Es ist ein Verfassungsrecht, von dem natürlich jeder Gebrauch machen kann: in den Artikeln 35 und 53 der Sächsischen Verfassung ist das Petitionsrecht beschrieben. Folgerichtig hat der Sächsische Landtag einen eigens dafür zuständigen Ausschuss eingerichtet. Der Vorsitz liegt bei Kerstin Lauterbach (DIE LINKE). Wir haben sie einen Tag lang begleitet.

In der Tür zu ihrem Büro steht eine zierliche, freundlich lächelnde Frau mit wachem Blick und einer Ausstrahlung, die Kompetenz und Gelassenheit gleichermaßen transportiert. Kerstin Lauterbach, so ist im „Volkshandbuch“ des Sächsischen Landtages nachzulesen, stammt aus Halle/Saale, lebt aber in Großenhain und ist dort Stadträtin gewesen, von 2004 bis 2006, und nun wieder seit 2009. Als Abgeordnete und Mitglied des Sächsischen Landtages feiert sie in diesem Jahr ihr Zehnjähriges.

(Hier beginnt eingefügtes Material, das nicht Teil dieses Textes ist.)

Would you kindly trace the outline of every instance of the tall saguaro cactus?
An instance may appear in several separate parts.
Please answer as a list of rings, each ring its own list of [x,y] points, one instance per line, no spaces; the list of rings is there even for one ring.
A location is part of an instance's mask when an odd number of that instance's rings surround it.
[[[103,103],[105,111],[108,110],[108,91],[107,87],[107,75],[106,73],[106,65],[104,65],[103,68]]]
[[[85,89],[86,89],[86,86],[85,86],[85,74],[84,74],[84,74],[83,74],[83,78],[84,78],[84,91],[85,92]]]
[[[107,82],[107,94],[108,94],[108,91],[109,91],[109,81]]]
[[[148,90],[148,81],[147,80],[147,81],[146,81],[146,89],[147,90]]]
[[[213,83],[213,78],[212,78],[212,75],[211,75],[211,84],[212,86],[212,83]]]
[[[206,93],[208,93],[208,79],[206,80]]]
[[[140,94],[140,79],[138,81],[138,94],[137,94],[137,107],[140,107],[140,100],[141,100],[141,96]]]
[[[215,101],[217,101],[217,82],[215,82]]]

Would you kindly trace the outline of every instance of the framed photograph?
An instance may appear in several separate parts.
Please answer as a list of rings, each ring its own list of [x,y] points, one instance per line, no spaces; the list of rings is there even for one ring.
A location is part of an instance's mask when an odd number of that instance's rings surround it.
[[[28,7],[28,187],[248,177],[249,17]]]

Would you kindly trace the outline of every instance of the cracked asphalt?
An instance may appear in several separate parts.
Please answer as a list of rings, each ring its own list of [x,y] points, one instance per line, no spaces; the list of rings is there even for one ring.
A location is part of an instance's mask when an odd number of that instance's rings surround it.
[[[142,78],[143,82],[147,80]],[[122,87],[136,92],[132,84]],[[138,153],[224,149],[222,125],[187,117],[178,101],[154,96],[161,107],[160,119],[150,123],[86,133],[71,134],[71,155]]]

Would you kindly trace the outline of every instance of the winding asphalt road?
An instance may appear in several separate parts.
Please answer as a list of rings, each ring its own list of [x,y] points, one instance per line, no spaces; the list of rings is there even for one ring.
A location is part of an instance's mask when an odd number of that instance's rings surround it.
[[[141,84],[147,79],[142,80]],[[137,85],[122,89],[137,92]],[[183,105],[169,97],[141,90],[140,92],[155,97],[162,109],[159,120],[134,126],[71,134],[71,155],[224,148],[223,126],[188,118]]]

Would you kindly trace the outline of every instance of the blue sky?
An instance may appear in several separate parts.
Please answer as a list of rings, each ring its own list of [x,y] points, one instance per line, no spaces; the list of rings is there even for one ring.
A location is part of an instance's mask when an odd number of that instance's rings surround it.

Kerstin Lauterbach ist Berichterstatterin für die Beratung einer Petition, die sich mit Tier- und Naturschutz im Rahmen des Landesjagdgesetzes befasst. Als einmalig bezeichnet sie nun die Tatsache, dass ihr die Fraktionen „vollständig“ den Rücken gestärkt hätten, die Petenten in Sachen „Rotwild in Sachsen“ zu einer informellen Anhörung einladen zu können. Der Vorwurf, den die Petenten gegenüber dem Gesetzgeber formulieren ist so klar wie kurz: „Die Auslegung des Landesjagdgesetzes schadet Tier- und Naturschutz“.

Abschuss zu früh?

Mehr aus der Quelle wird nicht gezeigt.